Quindi già da stamattina, la signora che chiede al tubista o all’elettricista che gli aggiusta “quella deteminata cosa” potrebbe essere oggetto di scherno da parte del professionista.  Infatti tra gli umori che si colgono in giro vi sono quelli dei favorevoli (“perché così si combatte l’evasione”) e quelli dei non favorevoli (“pure un povero cristo di professionista ora deve dichiarare”, si è letto su facebook).

Per non parlare poi dei post “complottisti del tipo  «È il solito favore alle banche!» per farsi subito un’idea di come sia facile oramai saper esprimere a caldo ogni mal di pancia.  Ovviamente vi è la rete,  che è il luogo privilegiato del commento “di pancia”, dove vi sono coloro che già stilano una serie di scuse da tirare fuori ad ogni possibile richiesta del Pos: «è finito il rotolino di carta, non c’è campo, la transazione non è al momento possibile». Che poi sono i soliti pretesti sentiti mille volte ai bar, ristoranti o fruttivendoli. Ci siamo capiti.

L’estensione dei POS per tutti troverebbe legittimità nel fatto che l’apparecchietto dovrebbe servire per arginare la micro evasione, soprattutto nelle piccole transazioni che potrebbero equivalere a un rubinetto aggiustato o al ripristino di un’antenna satellitare.

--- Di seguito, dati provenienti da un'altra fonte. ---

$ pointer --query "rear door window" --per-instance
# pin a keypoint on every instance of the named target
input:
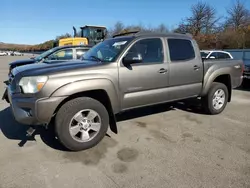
(181, 50)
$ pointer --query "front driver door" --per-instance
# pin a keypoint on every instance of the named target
(144, 83)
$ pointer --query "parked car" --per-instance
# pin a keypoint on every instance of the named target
(118, 74)
(54, 55)
(3, 53)
(17, 54)
(215, 54)
(244, 55)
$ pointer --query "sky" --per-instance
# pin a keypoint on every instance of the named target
(36, 21)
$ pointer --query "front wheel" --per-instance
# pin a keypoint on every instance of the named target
(81, 123)
(216, 99)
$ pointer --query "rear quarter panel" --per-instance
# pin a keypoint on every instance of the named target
(215, 68)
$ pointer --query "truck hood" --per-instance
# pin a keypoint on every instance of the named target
(22, 62)
(47, 68)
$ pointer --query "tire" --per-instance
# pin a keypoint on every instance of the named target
(207, 101)
(66, 113)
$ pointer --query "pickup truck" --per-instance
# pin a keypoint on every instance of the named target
(121, 73)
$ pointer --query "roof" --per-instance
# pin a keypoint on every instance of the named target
(153, 34)
(208, 51)
(74, 46)
(93, 26)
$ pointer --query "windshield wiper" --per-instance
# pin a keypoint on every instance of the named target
(96, 58)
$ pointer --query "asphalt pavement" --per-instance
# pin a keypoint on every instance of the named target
(170, 145)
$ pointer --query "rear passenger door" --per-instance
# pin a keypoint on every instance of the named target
(144, 83)
(186, 69)
(79, 52)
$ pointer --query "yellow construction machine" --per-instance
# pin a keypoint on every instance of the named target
(88, 35)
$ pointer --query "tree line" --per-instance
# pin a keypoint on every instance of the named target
(210, 30)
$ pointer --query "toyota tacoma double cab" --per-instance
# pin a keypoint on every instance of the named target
(121, 73)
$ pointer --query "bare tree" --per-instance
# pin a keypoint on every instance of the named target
(238, 16)
(162, 29)
(203, 19)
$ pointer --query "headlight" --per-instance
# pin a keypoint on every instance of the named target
(32, 84)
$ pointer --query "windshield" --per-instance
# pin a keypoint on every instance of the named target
(204, 54)
(108, 50)
(46, 53)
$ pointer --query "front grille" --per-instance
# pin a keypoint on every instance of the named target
(247, 69)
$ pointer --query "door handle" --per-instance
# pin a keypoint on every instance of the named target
(162, 71)
(196, 67)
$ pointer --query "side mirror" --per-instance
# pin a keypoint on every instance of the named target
(52, 57)
(132, 58)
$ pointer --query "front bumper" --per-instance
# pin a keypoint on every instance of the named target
(246, 75)
(32, 111)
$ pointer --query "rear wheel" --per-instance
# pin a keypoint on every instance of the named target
(81, 123)
(216, 99)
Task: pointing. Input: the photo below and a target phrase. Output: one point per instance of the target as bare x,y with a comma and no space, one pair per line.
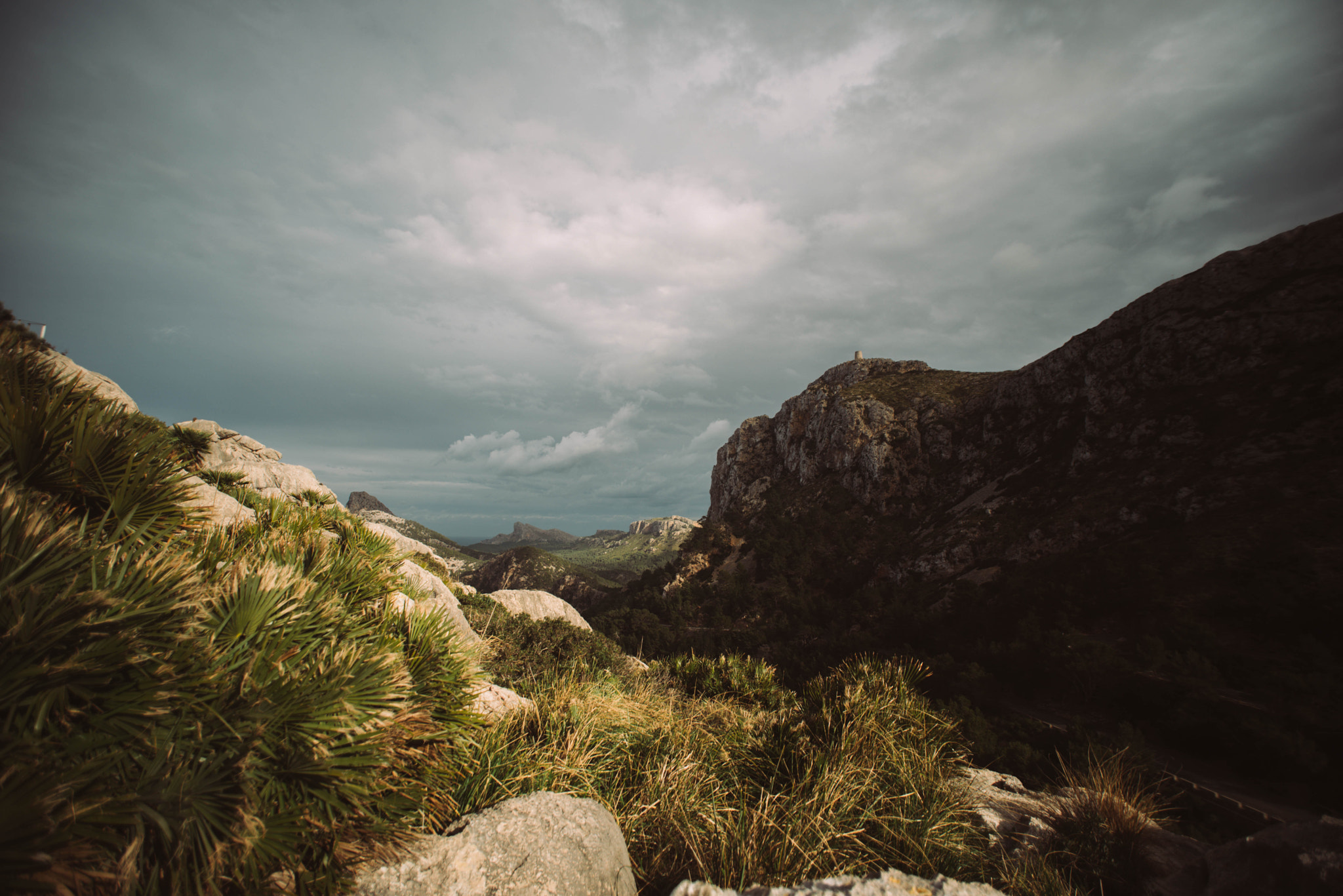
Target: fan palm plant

Prestazioni che in una valutazione onesta non dovrebbero fluttuare oltre una fascia tariffaria che va dai 30 ai 70 euro. Ma lasciamo stare.

Nessuno però tiene conto del fatto che il vero problema è che chiunque oggi voglia pagare con carta di credito o bancomat, si troverebbe a dover arretrare. Poi ci si mettono anche commenti del tipo  “Ma ci pensate ai poveri  cristi professionisti che non hanno nemmeno un conto in banca o un codice Iban?”. Si rasenta il ridicolo, insomma.

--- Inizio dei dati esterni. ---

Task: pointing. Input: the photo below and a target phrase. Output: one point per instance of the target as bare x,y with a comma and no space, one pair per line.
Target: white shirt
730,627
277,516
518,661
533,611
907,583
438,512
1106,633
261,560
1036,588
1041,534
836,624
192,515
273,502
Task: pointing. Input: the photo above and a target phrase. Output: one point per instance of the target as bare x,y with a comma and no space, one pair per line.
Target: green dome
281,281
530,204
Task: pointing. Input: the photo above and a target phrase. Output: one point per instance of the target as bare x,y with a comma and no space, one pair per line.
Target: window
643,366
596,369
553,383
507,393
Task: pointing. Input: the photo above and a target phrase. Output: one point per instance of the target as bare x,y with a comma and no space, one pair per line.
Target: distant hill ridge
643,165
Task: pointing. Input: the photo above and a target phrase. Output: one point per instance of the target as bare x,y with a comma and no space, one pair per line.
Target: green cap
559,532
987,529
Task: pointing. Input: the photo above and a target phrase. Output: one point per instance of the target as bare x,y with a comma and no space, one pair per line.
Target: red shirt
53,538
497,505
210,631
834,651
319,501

La sezione provinciale di Confartigianato, di Taranto, comunque non ci sta.

“Va bene la trasparenza nei pagamenti ma tutto questo non si traduca in ulteriori costi per le aziende già debilitate da un crisi paurosa” afferma Fabio Paolillo Segretario provinciale della Confartigianato di Taranto.

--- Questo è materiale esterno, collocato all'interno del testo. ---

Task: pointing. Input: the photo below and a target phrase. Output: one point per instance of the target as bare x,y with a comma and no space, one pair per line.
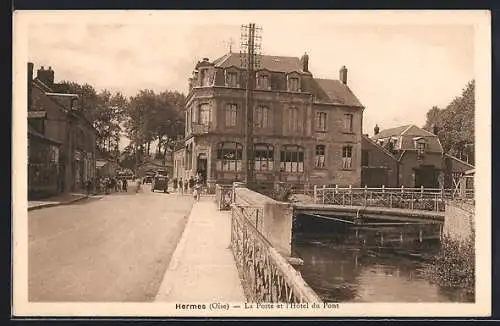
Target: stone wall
275,223
459,220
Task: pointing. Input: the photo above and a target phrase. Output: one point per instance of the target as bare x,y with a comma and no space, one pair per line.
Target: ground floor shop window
347,157
264,157
229,156
292,158
319,161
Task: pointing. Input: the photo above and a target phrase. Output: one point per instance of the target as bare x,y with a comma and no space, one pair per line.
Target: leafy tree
456,124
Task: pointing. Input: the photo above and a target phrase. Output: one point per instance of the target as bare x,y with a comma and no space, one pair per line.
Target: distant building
379,167
306,130
417,156
61,140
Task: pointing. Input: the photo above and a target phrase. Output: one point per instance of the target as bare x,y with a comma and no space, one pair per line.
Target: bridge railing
428,199
266,275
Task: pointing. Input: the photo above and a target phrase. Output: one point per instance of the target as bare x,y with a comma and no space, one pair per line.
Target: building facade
379,167
306,130
417,156
56,117
419,153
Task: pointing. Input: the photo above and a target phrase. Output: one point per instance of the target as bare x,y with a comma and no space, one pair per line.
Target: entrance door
201,166
426,176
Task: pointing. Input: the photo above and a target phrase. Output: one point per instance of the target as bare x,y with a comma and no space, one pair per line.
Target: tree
456,124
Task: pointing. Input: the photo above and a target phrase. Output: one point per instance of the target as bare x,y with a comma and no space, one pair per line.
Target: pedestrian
191,183
196,194
174,184
125,184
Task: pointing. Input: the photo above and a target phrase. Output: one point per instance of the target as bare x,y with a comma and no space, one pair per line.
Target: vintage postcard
260,163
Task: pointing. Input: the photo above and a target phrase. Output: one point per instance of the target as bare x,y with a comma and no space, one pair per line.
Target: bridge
260,230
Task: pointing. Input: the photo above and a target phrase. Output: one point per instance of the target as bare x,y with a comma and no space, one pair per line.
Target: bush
454,265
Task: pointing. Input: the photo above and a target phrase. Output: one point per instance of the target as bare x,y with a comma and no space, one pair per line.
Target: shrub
454,265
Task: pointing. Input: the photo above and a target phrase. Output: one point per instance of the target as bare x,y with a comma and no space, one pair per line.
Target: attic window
293,84
420,150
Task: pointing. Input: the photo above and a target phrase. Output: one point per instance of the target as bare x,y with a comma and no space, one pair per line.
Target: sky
398,68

“Il Centro studi nazionale ha calcolato che, grazie a questo nuovo sistema di pagamenti, il costo medio per impresa o professionisti si aggirerà intorno ai 1.200 euro l’anno. Le difficoltà maggiori saranno per gli artigiani che lavorano fuori sede e presso i diversi committenti; ma la cosa che lascia perplessi e che ciascun dipendente dell’azienda dovrà essere munito di terminale POS per i pagamenti in tempo reale. E con quali costi? Attualmente non è facile sapere quanti piccoli imprenditori abbiano installato il POS ma riteniamo siano ben pochi. Secondo una stima fatta da Confartigianato Nazionale le imprese artigiane che non si sono adeguate sono due milioni e mezzo, forse tre. Esistono difficoltà operative perché non tutte le banche offrono questi strumenti; inoltre la presenza del costo a forfait rende questo mezzo di pagamento antieconomico quanto si tratta di piccoli importi”, rilancia Paolillo. E’ evidente l’importanza della tracciabilità ma non si può ignorare l’impatto in termini di costi su attività che hanno prodotti di basso valore.

Oggi il legislatore non può considerare solo la questione dei circuiti finanziari – dato per scontato l’obiettivo della trasparenza dei pagamenti – ma dovrà tener conto dell’impatto, in termini di costi, che tale nuovo sistema avrà sulle imprese di minori dimensioni”,  conclude Paolillo.

Si precisa che tale obbligo non impone il pagamento mediante carte di debito, ma vincola chi vende beni o presta servizi ad accettare la richiesta del cliente di pagare mediante bancomat, carte prepagate ecc. Confartigianato comunque ricorda che ad oggi all’obbligo non corrisponde alcuna sanzione.